Interview with Prof. François Degeorge

Francois Profile Picture 2024

Prof. François Degeorge is Managing Director and Senior Chair of the Swiss Finance Institute (SFI), which aims to build academic excellence in banking and finance in Switzerland, thereby generating knowledge capital for the financial centre. The SFI pursues this objective by supporting academic research, PhD education, and industry-oriented activities (Master Classes, roundtables, and conferences) that foster an active exchange between academia and industry. SFI professors teach in Bachelors and Masters programs in their partner universities. The SFI’s founders are the Swiss banks, the Swiss Stock Exchange (SIX) and its partner universities.

François, What role does sustainable finance play in the research and education activities of the SFI?

Sustainable finance is one of the most active areas of research of SFI professors and PhD students. SFI is internationally recognized as one of the most influential centres in the world for sustainable finance research. One of our recent SFI PhD graduates was hired by Harvard Business School on the strength of his PhD thesis on sustainable finance. On the education side, several SFI Master Classes discuss climate and biodiversity risks in depth, as well as their implications for sustainable investment and lending.
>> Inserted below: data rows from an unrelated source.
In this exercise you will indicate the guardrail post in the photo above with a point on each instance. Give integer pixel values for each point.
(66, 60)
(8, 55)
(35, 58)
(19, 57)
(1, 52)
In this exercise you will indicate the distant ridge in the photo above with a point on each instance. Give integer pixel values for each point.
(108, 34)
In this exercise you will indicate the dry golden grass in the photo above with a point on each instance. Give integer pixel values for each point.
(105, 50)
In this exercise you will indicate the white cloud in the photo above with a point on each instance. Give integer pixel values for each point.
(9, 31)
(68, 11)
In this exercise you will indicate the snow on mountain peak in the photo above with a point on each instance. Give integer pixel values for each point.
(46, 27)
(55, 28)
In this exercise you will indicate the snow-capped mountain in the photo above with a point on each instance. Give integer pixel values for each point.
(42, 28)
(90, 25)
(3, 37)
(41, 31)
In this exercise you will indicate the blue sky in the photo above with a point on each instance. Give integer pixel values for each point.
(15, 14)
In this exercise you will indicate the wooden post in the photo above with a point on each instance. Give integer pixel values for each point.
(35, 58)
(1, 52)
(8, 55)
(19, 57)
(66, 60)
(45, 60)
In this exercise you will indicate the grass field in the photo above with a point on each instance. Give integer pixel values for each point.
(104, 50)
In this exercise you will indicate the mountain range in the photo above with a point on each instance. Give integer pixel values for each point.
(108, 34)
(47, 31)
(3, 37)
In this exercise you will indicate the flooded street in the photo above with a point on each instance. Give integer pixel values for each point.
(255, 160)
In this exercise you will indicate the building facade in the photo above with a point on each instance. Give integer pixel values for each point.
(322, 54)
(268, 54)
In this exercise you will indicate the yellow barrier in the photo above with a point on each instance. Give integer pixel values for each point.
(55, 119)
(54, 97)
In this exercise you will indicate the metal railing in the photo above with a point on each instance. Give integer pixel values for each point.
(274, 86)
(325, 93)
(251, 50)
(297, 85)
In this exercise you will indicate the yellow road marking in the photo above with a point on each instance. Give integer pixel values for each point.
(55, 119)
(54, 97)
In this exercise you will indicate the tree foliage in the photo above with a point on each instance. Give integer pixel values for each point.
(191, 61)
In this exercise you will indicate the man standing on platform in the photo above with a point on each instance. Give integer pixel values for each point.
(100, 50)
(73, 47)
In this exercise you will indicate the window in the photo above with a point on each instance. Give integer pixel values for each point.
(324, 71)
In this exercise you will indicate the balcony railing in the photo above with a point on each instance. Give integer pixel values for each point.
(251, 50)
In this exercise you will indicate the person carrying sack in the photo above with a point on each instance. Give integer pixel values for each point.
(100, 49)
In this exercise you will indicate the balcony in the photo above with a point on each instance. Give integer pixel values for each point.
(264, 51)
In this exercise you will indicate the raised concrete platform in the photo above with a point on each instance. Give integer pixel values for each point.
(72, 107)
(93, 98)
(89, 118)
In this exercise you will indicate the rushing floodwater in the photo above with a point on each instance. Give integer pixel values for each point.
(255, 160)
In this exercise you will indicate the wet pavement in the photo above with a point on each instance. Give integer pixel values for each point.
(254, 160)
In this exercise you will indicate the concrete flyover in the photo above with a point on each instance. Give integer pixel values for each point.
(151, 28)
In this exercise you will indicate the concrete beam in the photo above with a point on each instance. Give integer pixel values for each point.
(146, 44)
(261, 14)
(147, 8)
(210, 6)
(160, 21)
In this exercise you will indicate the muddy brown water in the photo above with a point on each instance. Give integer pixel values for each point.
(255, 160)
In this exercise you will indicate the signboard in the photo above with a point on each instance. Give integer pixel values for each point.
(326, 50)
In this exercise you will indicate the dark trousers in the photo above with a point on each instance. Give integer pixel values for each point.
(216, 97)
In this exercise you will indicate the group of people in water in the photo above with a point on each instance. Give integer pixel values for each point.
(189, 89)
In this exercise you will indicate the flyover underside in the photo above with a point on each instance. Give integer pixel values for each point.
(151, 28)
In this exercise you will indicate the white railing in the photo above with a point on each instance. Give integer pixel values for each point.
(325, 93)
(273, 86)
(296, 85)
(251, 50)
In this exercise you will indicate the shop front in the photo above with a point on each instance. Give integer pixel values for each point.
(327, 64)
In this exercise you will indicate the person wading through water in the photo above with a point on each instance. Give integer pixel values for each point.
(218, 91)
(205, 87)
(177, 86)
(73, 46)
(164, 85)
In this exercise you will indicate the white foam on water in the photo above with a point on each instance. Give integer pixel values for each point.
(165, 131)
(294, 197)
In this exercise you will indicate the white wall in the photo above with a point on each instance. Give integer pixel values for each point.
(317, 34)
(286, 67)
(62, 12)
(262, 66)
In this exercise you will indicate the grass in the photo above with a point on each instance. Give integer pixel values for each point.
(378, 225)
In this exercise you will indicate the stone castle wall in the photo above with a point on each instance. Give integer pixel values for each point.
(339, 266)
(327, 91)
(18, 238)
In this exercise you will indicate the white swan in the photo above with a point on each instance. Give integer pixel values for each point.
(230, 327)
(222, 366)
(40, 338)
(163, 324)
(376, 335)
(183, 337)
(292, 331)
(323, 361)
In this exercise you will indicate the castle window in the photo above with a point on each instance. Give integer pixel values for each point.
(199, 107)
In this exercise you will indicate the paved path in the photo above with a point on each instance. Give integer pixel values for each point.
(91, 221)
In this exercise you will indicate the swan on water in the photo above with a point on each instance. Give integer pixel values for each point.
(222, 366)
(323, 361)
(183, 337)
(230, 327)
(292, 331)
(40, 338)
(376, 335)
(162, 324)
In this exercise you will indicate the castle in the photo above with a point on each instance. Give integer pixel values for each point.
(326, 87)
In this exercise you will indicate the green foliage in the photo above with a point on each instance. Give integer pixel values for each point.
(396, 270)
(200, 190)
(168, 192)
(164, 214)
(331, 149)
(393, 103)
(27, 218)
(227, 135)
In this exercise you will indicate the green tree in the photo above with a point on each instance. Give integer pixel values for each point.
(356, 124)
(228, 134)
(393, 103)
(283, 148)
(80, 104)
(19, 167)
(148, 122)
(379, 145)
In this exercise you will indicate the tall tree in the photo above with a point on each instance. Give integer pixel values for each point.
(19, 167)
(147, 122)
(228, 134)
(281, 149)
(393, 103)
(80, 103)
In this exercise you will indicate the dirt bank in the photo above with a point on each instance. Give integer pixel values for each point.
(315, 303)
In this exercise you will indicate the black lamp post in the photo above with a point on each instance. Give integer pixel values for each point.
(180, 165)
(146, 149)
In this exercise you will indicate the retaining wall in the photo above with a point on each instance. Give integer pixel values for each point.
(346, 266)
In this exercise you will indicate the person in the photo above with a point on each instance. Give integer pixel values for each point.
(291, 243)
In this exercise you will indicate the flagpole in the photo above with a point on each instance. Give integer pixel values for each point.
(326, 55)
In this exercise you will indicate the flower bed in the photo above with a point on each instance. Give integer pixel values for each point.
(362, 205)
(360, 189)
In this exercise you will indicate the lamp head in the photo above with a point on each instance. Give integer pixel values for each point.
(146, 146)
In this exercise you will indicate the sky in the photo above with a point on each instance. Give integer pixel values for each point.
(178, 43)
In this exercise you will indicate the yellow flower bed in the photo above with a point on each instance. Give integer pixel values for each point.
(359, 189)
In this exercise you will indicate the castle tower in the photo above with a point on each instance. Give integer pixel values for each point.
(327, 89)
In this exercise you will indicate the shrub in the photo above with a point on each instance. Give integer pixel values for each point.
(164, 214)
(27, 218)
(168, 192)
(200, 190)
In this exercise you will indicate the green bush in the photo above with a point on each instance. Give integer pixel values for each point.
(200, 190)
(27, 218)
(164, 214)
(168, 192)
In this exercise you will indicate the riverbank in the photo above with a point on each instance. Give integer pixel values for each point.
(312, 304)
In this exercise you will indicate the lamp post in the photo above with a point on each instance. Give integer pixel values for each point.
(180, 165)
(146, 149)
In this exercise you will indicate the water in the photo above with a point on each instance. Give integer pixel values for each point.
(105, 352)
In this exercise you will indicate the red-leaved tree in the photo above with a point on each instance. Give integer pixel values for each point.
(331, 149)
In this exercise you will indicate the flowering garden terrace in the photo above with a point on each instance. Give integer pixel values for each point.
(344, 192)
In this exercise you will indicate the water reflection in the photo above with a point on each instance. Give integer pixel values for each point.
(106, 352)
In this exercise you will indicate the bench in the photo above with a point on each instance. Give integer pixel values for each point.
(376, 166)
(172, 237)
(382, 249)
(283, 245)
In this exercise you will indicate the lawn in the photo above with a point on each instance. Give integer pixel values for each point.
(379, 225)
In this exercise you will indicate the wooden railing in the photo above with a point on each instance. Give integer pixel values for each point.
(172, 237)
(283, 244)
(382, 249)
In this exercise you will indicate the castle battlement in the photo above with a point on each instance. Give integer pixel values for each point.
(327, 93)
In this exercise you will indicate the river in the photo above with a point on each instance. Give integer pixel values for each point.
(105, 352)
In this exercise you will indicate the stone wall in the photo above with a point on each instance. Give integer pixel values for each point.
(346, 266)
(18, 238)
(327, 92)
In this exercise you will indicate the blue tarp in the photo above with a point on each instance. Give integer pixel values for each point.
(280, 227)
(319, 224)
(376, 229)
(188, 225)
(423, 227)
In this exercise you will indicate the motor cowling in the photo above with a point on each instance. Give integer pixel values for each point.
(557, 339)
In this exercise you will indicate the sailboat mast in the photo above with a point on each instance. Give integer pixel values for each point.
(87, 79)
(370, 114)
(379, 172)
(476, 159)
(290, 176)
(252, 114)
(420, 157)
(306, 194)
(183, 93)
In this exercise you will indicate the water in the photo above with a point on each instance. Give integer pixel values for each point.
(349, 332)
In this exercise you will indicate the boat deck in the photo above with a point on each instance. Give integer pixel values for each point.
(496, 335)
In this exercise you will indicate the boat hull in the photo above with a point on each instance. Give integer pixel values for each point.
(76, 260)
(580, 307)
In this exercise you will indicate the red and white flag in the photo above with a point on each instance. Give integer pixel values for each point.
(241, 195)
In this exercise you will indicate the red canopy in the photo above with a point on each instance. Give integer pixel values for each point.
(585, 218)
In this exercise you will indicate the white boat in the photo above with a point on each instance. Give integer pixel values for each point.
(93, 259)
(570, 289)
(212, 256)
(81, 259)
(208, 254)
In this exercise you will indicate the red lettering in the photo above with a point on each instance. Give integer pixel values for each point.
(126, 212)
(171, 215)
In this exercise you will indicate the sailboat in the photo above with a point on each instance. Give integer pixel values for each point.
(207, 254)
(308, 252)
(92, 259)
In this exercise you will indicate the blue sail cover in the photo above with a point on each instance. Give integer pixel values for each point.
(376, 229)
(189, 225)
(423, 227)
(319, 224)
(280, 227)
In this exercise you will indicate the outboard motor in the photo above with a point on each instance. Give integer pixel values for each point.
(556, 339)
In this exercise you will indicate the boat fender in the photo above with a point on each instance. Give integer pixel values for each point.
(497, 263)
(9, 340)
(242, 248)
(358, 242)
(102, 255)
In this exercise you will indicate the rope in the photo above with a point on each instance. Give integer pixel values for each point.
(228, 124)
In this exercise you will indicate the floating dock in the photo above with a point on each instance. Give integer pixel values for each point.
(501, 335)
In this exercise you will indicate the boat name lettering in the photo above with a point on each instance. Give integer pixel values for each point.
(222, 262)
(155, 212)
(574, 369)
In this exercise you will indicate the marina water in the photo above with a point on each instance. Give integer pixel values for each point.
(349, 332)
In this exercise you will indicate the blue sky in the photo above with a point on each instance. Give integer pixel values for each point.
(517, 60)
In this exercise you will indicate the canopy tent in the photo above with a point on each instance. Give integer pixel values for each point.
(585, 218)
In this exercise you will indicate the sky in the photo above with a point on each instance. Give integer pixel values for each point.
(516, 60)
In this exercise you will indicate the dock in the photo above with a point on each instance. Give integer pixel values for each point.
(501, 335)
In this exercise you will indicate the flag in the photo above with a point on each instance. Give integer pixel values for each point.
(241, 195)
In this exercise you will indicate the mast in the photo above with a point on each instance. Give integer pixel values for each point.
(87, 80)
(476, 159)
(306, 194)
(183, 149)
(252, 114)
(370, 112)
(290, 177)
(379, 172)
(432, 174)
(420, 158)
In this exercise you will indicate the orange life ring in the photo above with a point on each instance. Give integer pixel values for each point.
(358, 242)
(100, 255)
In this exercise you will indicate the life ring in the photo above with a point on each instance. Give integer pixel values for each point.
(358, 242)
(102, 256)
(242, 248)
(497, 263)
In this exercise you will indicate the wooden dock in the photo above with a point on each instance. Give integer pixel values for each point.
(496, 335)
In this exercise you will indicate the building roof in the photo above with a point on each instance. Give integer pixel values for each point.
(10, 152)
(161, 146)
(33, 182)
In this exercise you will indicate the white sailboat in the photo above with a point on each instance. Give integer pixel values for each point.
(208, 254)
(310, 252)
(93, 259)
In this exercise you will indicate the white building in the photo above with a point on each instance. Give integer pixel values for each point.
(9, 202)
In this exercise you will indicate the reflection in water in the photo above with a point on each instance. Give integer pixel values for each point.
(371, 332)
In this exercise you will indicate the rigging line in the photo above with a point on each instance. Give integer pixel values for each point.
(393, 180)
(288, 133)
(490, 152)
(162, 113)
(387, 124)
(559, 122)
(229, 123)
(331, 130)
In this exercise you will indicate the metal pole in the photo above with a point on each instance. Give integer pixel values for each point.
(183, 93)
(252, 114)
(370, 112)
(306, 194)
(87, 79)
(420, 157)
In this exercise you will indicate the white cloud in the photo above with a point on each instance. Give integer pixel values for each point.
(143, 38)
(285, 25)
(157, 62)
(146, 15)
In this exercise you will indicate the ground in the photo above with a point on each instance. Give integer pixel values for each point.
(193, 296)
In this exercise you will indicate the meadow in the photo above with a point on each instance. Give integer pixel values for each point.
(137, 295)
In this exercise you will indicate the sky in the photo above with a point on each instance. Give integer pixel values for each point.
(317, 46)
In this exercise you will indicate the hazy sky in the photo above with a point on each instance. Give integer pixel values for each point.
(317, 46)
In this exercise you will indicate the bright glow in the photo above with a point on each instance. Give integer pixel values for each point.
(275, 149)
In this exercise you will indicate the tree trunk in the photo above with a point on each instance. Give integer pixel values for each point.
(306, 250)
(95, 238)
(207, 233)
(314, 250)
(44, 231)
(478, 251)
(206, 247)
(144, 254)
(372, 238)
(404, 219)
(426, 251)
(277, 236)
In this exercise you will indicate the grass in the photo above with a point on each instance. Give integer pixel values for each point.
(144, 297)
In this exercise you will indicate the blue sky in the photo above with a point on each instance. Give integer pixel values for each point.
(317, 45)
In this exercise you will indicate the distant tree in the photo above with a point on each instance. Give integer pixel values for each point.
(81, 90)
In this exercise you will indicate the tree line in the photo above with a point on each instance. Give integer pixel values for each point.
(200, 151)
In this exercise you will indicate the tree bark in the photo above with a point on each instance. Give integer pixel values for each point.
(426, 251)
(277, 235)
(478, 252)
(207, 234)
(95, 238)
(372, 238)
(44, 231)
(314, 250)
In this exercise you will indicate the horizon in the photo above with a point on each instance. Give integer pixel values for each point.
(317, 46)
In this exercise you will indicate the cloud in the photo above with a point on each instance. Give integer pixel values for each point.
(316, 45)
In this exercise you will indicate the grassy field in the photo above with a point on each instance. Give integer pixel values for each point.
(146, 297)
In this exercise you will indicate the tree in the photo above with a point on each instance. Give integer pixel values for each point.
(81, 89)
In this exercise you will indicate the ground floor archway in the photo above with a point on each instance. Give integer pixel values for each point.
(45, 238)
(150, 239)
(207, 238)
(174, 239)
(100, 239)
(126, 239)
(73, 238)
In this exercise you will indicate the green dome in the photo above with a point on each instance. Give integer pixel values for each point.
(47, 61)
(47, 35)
Can you name some of the most critical unsolved research questions in the field of sustainable finance?

Biodiversity is emerging as a key topic. SFI researchers have just published a pioneering study showing that investors have begun to price biodiversity risk. These results raise fascinating questions: how will companies transform their business models to mitigate biodiversity risk? Should climate strategies be revised to factor in biodiversity? For example, wind and solar facilities have been accused of disrupting ecosystems. There is still much that we need to learn.

In a recent NZZ article you stressed the importance for corporate leaders to base their sustainability and climate strategies on facts not values. Do you think current activities in Switzerland are not facts-based enough?

During the 2010s, corporate leaders around the world have become increasingly aware of climate risks. At the same time, policymakers have been slow to rise to the challenge, especially in the United States. In frustration, in 2019 the U.S. Business Roundtable issued a landmark statement proclaiming a move away from an exclusive focus on shareholder value toward broader societal objectives, including the environment. This was such a monumental shift that corporate leaders felt the need to justify it on moral grounds. Many companies started to frame the fight against climate change as a moral obligation. Even the Financial Times has stuck a “Moral Money” label on its content related to sustainability.

This well-intentioned shift has led to a growing backlash against ESG and accusations of “corporate wokism.” In my view the backlash was predictable. The transition to a sustainable economy will hit some sectors hard. For the losers of the energy transition, a moralizing discourse adds insult to injury. Moreover, framing climate change from a moral standpoint shifts the discussion from objective facts to the subjective terrain of personal values and opinions, and thereby legitimizes climate change sceptics and deniers.

There are many good, pragmatic reasons for companies to address the climate change challenge. Fortunately, in Switzerland pragmatism has largely prevailed. We see a flourishing of entrepreneurial and policy activity related to sustainability. Occasionally, I notice some moralizing tones in company discourse on sustainability. I hope that corporate leaders eventually realize that moral lectures on sustainability are ineffective, and possibly counterproductive.

How can academic research support both companies and financial intermediaries in developing credible and viable strategies in line with national climate goals?

The success of climate strategies depends on a deep understanding of the economics of the climate transition. The research of SFI professors and PhD students has shed light on key topics. Among others: the strengths and weaknesses of sustainability metrics; the effect of fund flows on the performance of sustainable assets; the impact of mandatory carbon emissions reporting; the shift from brown assets in regulated sectors to shadow banks and less regulated countries; and the use of artificial intelligence in climate risk assessment. By drawing on this academic expertise, decision-makers can form well-founded, fact-based climate strategies.

What is your relationship with Swiss Sustainable Finance (SSF) and where do you see the biggest synergies going forward?

First and foremost, we maintain a friendly relationship with SFF, which is strengthened by our common core objectives, namely the strengthening of the Swiss financial center. We see considerable synergies in our joint efforts, such as our joint Sustainable Finance Conference, which will be held in Zurich for the fourth time on September 5, 2024. This collaboration is a prime example of how the academic expertise of the SFI faculty can be brought together with the practical needs of the Swiss financial landscape.

What are the most important advances that the Swiss financial centre has made in the area of sustainability over the last 10 years and to what extent do you think SSF has contributed to this?

The topic of sustainable finance is now well established in the financial sector, and the Swiss financial industry is making an important contribution to the transition of the real economy towards a sustainable future. The increased awareness of this issue among all stakeholders in the Swiss financial industry has in particular been promoted by the various SSF initiatives and SSF has thereby made an important contribution to changing perceptions over the last ten years.